Between Consent And Control: The Constitutional Paradox Of The SMA
- IJLLR Journal
- 42 minutes ago
- 2 min read
Nitish Sen, Birla School of Law, Birla Global University
Atulya Shree Tripathi, Birla School of Law, Birla Global University
ABSTRACT
Indian people can marry across caste, community, or religious boundaries without converting or renunciating their faith thanks to the Special Marriage Act, 1954 (SMA), which was created as a progressive, secular substitute for religious personal laws. Seven decades after it was hailed as a constitutional victory for individual autonomy, the Act now directly contradicts the fundamental rights it was designed to defend. Sections 5, 6, and 7, which are nearly exact replicas of the colonial Special Marriage Act of 1872, require couples to publicly reveal their names, ages, addresses, occupations, and intended marriage details. This exposes them to the wrath of their families, Khap panchayats, vigilante groups, and honor-based violence.
This essay makes several arguments that the notice-and-publication process is unconstitutional. First, according to the nine-judge panel in K.S. Puttaswamy (2017), it infringes against the right to privacy, which is now a component of Article 21. Every aspect of the proportionality test is violated by the mandatory distribution of sensitive personal data: there is no less invasive option when identity, age, and consent may be discreetly confirmed using passports, Aadhaar, or affidavits. Second, it creates a de facto "social veto" mechanism that permits any third party to object and postpone solemnization, undermining the fundamental right to marry the partner of one's choice, which has been consistently upheld in Lata Singh (2006), Shafin Jahan (2018), and Shakti Vahini (2018).Third, it violates Article 14 by subjecting only interfaith and intercaste couples to an onerous process, while Hindus, Muslims, Christians, Parsis, and others who marry under personal laws are exempt. This leads to hostile discrimination against a class that is already vulnerable.
The study shows how, in modern India, the notice provision—which was initially meant to prevent bigamy and coercion—has grown to be the biggest procedural trigger for honor crimes, forced separations, false criminal prosecutions, and social exclusion.

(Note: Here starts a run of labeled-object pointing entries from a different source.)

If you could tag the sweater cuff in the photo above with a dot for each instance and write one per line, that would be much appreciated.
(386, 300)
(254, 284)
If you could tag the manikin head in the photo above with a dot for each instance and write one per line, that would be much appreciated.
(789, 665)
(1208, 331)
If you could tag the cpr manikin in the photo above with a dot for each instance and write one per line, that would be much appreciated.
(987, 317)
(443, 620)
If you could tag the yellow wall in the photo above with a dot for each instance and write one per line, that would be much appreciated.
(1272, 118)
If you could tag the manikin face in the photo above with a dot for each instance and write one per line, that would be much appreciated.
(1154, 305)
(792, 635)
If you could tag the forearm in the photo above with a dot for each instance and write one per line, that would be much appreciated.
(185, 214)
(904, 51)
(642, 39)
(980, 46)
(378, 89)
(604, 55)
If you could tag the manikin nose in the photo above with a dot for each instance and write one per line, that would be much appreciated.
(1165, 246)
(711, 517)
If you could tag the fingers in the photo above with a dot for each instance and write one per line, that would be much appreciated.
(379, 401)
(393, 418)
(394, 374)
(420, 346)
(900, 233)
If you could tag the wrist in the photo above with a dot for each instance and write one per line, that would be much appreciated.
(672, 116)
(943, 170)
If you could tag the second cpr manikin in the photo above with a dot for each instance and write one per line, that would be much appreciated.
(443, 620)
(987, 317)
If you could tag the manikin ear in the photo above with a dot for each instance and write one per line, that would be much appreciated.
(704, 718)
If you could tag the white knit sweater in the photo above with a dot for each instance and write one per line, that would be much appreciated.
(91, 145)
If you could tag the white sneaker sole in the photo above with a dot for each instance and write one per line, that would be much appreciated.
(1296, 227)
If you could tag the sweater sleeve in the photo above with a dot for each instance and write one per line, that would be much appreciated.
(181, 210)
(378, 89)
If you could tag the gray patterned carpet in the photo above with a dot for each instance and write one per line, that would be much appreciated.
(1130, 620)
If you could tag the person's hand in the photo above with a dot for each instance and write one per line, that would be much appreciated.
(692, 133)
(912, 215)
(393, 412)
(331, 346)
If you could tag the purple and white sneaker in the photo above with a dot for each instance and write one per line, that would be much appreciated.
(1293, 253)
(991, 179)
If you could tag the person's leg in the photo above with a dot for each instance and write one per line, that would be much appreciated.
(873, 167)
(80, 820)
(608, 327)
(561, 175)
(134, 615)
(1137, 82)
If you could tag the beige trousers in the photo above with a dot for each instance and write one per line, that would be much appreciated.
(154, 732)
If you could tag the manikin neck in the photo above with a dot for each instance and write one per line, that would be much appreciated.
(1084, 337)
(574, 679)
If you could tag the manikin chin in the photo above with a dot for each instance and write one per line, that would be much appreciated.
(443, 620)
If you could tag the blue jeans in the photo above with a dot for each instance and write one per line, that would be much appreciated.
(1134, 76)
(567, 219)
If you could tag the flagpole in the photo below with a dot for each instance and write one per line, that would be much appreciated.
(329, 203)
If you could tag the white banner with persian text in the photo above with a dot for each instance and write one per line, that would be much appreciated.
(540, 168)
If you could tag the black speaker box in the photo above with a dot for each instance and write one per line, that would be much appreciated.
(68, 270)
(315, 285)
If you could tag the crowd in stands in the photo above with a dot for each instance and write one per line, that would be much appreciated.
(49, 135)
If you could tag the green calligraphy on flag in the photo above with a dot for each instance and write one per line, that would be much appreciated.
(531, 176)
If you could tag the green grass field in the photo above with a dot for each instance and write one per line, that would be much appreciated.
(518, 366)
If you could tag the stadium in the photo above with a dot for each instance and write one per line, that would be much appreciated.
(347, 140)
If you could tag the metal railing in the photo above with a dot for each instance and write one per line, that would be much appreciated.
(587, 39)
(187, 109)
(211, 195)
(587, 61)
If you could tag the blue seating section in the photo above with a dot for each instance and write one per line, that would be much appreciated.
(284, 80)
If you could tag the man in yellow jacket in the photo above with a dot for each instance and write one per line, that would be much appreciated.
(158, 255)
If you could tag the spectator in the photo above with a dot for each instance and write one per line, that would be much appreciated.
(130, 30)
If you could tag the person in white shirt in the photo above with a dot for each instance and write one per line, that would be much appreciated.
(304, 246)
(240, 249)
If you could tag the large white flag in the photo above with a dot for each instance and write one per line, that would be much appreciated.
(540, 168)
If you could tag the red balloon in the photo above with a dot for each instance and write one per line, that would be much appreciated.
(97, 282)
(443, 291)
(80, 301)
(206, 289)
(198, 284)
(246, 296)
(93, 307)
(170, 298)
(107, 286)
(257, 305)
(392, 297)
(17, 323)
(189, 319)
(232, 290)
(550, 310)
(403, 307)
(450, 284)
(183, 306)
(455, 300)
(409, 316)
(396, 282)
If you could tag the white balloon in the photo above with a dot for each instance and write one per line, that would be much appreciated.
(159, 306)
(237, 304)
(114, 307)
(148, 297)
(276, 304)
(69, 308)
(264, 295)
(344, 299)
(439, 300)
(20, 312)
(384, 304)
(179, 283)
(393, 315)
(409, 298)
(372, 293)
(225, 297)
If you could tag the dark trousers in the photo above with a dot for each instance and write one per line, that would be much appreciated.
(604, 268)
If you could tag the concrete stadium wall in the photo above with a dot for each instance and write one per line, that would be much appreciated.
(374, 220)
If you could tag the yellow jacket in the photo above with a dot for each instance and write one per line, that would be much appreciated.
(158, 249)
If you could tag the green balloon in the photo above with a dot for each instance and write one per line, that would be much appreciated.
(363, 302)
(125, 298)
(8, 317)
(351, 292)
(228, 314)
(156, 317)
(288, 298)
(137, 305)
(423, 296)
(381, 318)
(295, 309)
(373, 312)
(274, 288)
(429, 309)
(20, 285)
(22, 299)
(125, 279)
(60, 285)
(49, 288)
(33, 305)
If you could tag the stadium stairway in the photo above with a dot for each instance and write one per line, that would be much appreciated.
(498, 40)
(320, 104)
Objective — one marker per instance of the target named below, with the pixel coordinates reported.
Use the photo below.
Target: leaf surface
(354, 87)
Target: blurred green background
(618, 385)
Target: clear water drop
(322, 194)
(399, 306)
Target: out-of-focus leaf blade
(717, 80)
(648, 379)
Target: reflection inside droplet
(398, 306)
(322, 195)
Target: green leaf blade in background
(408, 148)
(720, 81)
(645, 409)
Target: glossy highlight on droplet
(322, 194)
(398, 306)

The 30-day window is frequently used by hostile families and caste groups to track down, threaten, kidnap, or destroy couples, according to empirical reality.
As a result, the paper argues that Sections 5, 6, and 7 may be overturned for violating Articles 14, 15, 19, and 21 inasmuch as they require public notice and third-party complaints. Alternatively, in order to preserve the SMA as a truly freeing statute, immediate legislative reform is necessary. Dr. B.R. Ambedkar's ideal of individual dignity over social morality and constitutional morality are gravely betrayed by the persistence of these colonial remnants. SMA reform is now required by the constitution rather than being a matter of policy.